Oli Corno : L’installation m’a valu le premier prix parmi 90 artistes de 13 pays différents, principalement d’Amérique latine, mais aussi de la Chine et du Royaume-Uni.
À quoi ressemblaient les lieux?
Oli Corno : Ushuaia est une ville portuaire relativement riche avec plein de beaux restaurants. Ça ressemble à une version argentine de Charlevoix. C’est une destination de voyageurs. Plusieurs bateaux de croisière passent par là, car la ville se trouve à la pointe sud du continent. Ceux qui vont en Antarctique partent de cet endroit. Il y a beaucoup de touristes sportifs haut de gamme. C’est pittoresque, entouré de grosses montagnes et de glaciers.
Les randonnées sont impossibles! C’était à se morfondre tellement c’était extrême.

D’un bout du monde à l’autre, je te ramène à ton expérience asiatique durant la deuxième saison de Survivor Québec. À quel point cette émission grand public a-t-elle eu un impact sur l’intérêt porté à ton travail d’artiste?

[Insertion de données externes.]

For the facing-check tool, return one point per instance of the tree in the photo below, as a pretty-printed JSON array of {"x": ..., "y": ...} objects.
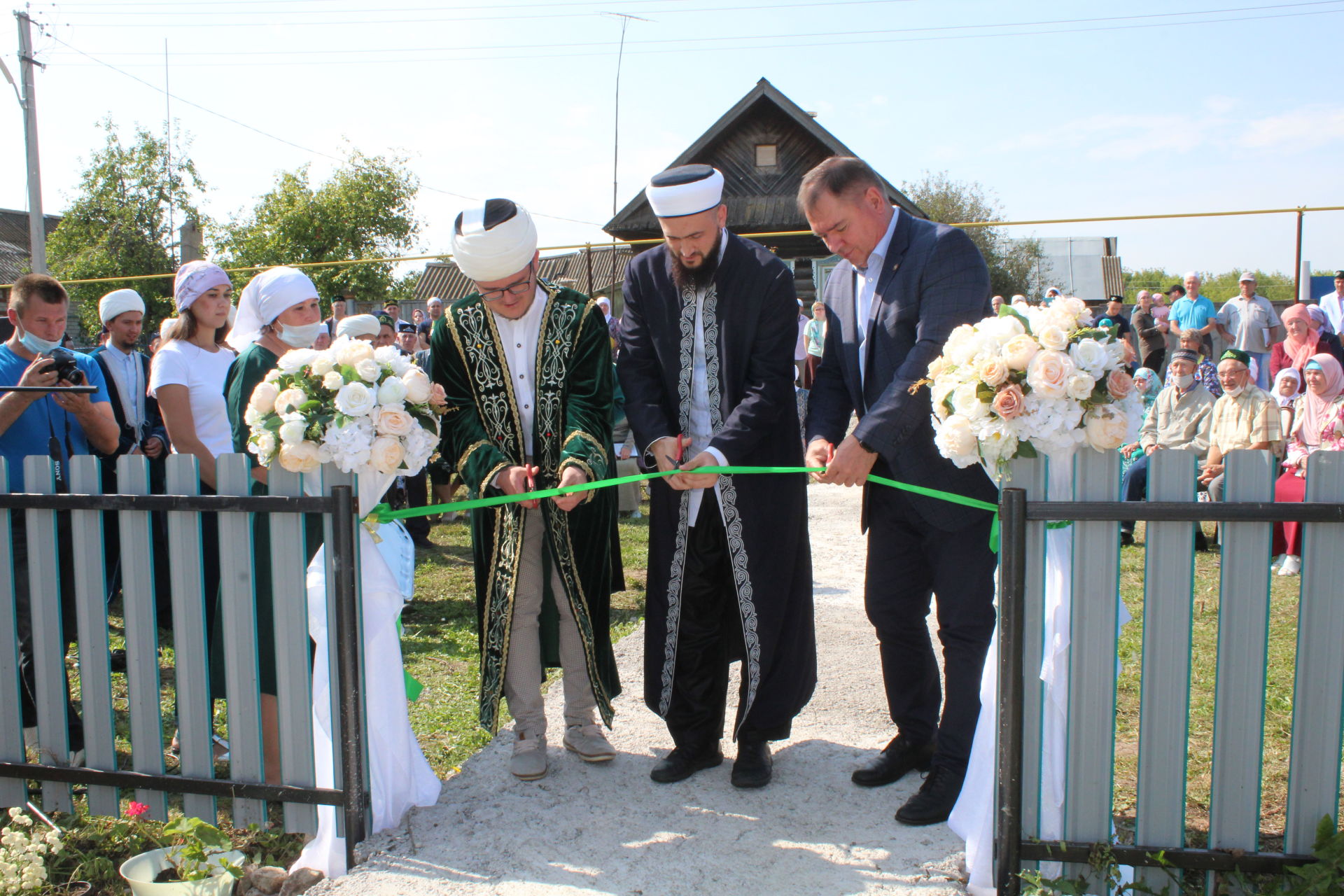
[
  {"x": 1012, "y": 262},
  {"x": 366, "y": 210},
  {"x": 118, "y": 223}
]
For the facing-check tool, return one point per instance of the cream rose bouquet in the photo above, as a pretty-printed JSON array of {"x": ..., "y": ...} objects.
[
  {"x": 1027, "y": 382},
  {"x": 349, "y": 405}
]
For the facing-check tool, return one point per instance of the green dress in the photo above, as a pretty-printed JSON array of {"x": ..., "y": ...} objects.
[
  {"x": 483, "y": 434},
  {"x": 248, "y": 370}
]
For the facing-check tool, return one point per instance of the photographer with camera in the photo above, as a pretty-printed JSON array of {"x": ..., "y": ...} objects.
[{"x": 55, "y": 424}]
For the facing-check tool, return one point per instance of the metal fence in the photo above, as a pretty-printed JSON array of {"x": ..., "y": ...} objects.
[
  {"x": 1160, "y": 809},
  {"x": 190, "y": 516}
]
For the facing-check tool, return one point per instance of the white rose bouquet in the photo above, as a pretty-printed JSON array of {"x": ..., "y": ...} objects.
[
  {"x": 349, "y": 405},
  {"x": 1027, "y": 382}
]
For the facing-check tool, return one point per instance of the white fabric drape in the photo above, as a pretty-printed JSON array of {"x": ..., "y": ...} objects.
[{"x": 400, "y": 777}]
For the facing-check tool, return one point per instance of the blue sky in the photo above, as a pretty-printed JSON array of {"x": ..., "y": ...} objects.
[{"x": 1062, "y": 109}]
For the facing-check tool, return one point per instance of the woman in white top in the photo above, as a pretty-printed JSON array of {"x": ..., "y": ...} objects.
[{"x": 190, "y": 367}]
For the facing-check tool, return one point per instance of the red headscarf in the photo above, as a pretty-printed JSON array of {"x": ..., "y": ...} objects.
[
  {"x": 1317, "y": 407},
  {"x": 1300, "y": 352}
]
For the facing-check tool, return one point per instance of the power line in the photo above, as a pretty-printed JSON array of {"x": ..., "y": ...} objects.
[
  {"x": 774, "y": 36},
  {"x": 787, "y": 46},
  {"x": 508, "y": 18},
  {"x": 288, "y": 143}
]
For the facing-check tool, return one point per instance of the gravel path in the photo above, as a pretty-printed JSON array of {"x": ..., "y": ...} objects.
[{"x": 609, "y": 830}]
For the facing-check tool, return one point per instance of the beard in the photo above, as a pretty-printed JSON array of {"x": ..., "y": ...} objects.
[{"x": 702, "y": 274}]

Oli Corno : Le public québécois adore la télévision. Ça change une vie de passer à la télé. J’étais content de vivre cette expérience-là. Mais je me considère maintenant oublié, car de nouveaux participants prennent les projecteurs à chaque saison. Sur les réseaux sociaux, tout était relatif. Mon Facebook était à 5 000 abonnés avant de partir et j’étais à 10 000 en revenant. Je trouvais ça fantastique. Pourtant, l’année suivante, avec d’autres opérations marketing, je suis monté à 110 000.
Aujourd’hui, à quoi aspires-tu pour ta carrière?
Oli Corno : En ce moment, je suis dans une phase de retour à la création. Au cours des dernières années, j’étais beaucoup en promotion, en communications, en ventes et en événements. Maintenant, je veux me donner beaucoup d’espace mental pour la création et les nouvelles idées. Ça implique de faire des recherches, de retomber dans la lecture, de consommer l’art en ville, de parler à d’autres artistes et de m’ouvrir aux idées. Je n’ai pas encore une vision claire de la prochaine production.
Te verrais-tu explorer un autre style?
Oli Corno : Oui, je veux aller ailleurs. La série Oracle que j’ai faite durant trois ou quatre ans a connu énormément de succès. C’est difficile de se détacher d’une formule qui fonctionne bien, car c’est payant. Je sens l’appréciation des gens et les toiles ne restent pas longtemps dans l’inventaire. C’est tentant de continuer, mais ça vient aussi avec des dangers : à long terme, ça va s’essouffler et le public va se rendre compte si je me répète. Je dois prévoir la fin des cycles pour conserver une image de créateur proactif qui se renouvelle.